World Test Championship is 'a slow-moving car crash': Mark Butcher

England Women v Sri Lanka Women - 1st Metro Bank ODI
Mark Butcher believes WTC has had a detrimental effect on Test cricket (P.C.:Getty)

Former England cricketer Mark Butcher feels the arrival of the World Test Championship (WTC) has made it worse for the advertisement of Test cricket than it was before.

There has been a lot of talk about how home teams prepare pitches to suit their advantage to bag crucial WTC points, with an attempt to make the final at the end of every two-year cycle.

However, Mark Butcher reckons it has only made Tests less competitive and more one-sided, leading to potentially spectators losing interest from watching the format, which could have been the ICC's goal when they introduced the WTC. He told Wisden:

"The point is that your bilateral series have to capture the imagination of the fans and the players of the two countries that are playing in it, and then the wider cricket-watching public. And the only way they are that is if they are competitive. And that's how it always was."
"The only effort that's been made to kind of try and keep it relevant, I think, has made it worse. If you ask me. It's been a slow-moving car crash up to now and now it's kind of like, bang – impact has been made."

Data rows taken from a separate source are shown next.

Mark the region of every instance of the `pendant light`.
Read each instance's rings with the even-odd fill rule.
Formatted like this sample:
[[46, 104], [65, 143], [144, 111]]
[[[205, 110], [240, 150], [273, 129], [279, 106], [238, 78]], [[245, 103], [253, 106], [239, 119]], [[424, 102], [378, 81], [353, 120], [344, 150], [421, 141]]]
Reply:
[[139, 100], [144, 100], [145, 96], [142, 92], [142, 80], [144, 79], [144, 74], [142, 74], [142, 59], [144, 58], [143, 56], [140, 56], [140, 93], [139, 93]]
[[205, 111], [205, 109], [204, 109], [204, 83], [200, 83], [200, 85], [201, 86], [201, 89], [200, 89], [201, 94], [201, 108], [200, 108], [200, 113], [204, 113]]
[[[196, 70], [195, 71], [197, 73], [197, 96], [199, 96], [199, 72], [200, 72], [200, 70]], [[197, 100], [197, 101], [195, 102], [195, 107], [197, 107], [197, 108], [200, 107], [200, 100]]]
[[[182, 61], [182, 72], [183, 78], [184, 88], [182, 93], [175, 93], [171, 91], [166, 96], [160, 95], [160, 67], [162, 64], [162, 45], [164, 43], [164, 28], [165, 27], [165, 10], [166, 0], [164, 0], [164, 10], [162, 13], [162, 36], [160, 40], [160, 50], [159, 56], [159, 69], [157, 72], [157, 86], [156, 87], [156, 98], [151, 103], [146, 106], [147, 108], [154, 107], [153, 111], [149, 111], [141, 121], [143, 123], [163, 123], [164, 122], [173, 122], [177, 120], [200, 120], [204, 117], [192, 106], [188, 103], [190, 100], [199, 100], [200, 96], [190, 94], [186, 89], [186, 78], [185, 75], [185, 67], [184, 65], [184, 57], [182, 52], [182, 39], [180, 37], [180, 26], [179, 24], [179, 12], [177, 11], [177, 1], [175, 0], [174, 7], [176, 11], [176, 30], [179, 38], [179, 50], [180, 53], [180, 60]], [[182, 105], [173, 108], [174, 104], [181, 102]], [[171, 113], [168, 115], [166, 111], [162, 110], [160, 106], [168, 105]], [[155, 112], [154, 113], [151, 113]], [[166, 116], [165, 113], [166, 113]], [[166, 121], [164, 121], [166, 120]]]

Mark Butcher on how ICC could have tried to increase Test cricket relevance

Mark Butcher believes one of the main reasons for the lack of competitiveness among teams in the Test format is because of some boards not being able to keep hold of their best players.

The lucrative T20 contracts make players retire from the Test format, invariably making the national teams weaker. Butcher reckons the ICC could have worked on all boards getting equal revenue through TV rights or anything that could help them tie their best players down to contracts with enough financial stability.

"The places where it might actually have made a difference, i.e., leveling up revenues for TV rights, allowing countries to be able to keep hold of their best players," said Butcher.
"Allowing them to be able to pay a universal standard of money for Test match appearances and whatever and then allow the richer boards to pay their players whatever they want to on top of that – I have no issue with any of that stuff."

England are set to tour India for five Tests, and the pitches are expected to be rank turners, just like the visitors received in Ahmedabad on their previous tour.